Cabin builders become grounded as they fashion their dwelling. As a woman, perhaps my gift is to find that same sustainable provenance in the homemaker-y work which usually precedes or follows my own writing sessions. In monastic life, every monk did menial tasks. They fit seamlessly into a life of prayer, contemplation and good works. I suspect the “dream” is not complete without physical labor.

In current culture, the division of labor and our specialization results in people having an ever more limited round of duties and chores. There are “service professions” to see to any personal need. Clothing care is outsourced to dry cleaning professionals. Food is catered or bought ready to eat in the deli section. Cleaning professionals efficiently breeze through our houses spraying lemon-scented incense. The list could go on.

But, what do we lose when we constantly rely on someone else to do our “dirty work”? When and why did these menial tasks become so objectionable? What we don’t manage to farm out to a service professional is often taken care of in-house in a most perfunctory way. There are machines for most household tasks. Some of these bring on their own set of maintenance and need for attention—but we mostly ignore these, accepting routine obsolesce.

Psychologists note the build-up of stress in our lives and our increasing inability to care for ourselves, emotionally and spiritually. This is even evident in the realm of self-care—whether it is hiring a personal trainer to help us exercise or a “nail technician” to make our hands beautiful enough for public display. Meanwhile these hands seem less and less capable or willing to perform simple tasks such as washing dishes or handling laundry.
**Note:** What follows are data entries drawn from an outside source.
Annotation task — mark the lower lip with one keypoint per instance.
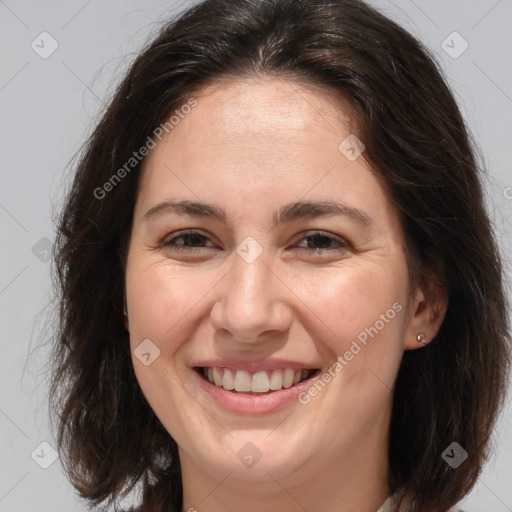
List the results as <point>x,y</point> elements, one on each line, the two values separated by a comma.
<point>253,404</point>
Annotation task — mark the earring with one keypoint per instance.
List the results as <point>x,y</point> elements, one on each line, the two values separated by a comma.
<point>420,338</point>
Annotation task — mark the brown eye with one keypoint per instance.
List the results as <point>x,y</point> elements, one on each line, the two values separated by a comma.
<point>186,241</point>
<point>322,242</point>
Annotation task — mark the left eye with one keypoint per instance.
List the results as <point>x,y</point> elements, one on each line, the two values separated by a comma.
<point>315,242</point>
<point>191,236</point>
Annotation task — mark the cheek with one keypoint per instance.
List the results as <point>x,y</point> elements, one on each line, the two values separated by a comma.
<point>159,299</point>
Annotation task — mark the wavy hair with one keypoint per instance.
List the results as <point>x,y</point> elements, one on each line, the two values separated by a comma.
<point>417,145</point>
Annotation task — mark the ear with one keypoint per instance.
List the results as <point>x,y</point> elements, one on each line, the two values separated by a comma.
<point>426,313</point>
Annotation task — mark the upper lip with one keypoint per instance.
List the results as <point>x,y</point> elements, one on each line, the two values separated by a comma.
<point>254,366</point>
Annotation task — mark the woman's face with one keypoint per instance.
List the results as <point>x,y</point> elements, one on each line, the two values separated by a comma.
<point>264,282</point>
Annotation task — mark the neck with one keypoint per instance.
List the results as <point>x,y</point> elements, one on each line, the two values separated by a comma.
<point>358,484</point>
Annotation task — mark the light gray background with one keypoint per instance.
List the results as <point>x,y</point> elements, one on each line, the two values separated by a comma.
<point>49,105</point>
What we’ve lost is our sense of holiness in the mundane and the blessing inherent in performing simple tasks. In an achievement oriented society, we’ve been acculturated to believe menial tasks are beneath us. We were made for better, higher things. There is an expert nearby who is “better at it.”

One of my favorite musicians is Carrie Newcomer. She has a song that includes the words: “Folding sheets, like folding hands, to pray as only laundry can.” She echoes Kathleen Norris who wrote The Quotidian Mysteries: Laundry, Liturgy and Women’s Work. I relate to the idea of holiness in laundry, although in weaker moments I’m still impatient with no-iron shirts that need “touching up” or the jumble of dark socks waiting to be sorted. I recall the complaint of a mother of four about inside-out socks and the time-consuming task of turning them—her determination to teach her brood the all-important skill. (There are limits to the meditative effects, it seems).

Another woman mentioned the “ritual” of ironing table linens. She said this homely task brought closure to the holiday celebration for her. As she ironed the high quality linens, feeling their natural textures and scenting them with linen water, she meditated with gratitude on the memory of her recently gathered family, saying a prayer for each as she worked.

In winter I tend to rely on my in-house appliance servants, unlike my Amish neighbors who hang laundry on the line in all kinds of weather. But in other seasons, the rhythm of a day is self-evident with the hanging of laundry to air dry on the clothesline and later, taking it inside before sundown. I feel the romance of a European city when I see white dishtowels fluttering from a line outside my sun drenched window. When I bury my face in air dried clothing or slide between freshly washed and wind-dried sheets, I know I’ve cared for myself and those I love. Then, the simple things of life are gift enough. It’s a satisfaction one can cultivate and nurture, similar to the self-reliance Thoreau and the others raised with their timbers. It’s elemental, and nurtures something a writer—perhaps anyone—needs as they go about the task of building a dwelling for body and soul.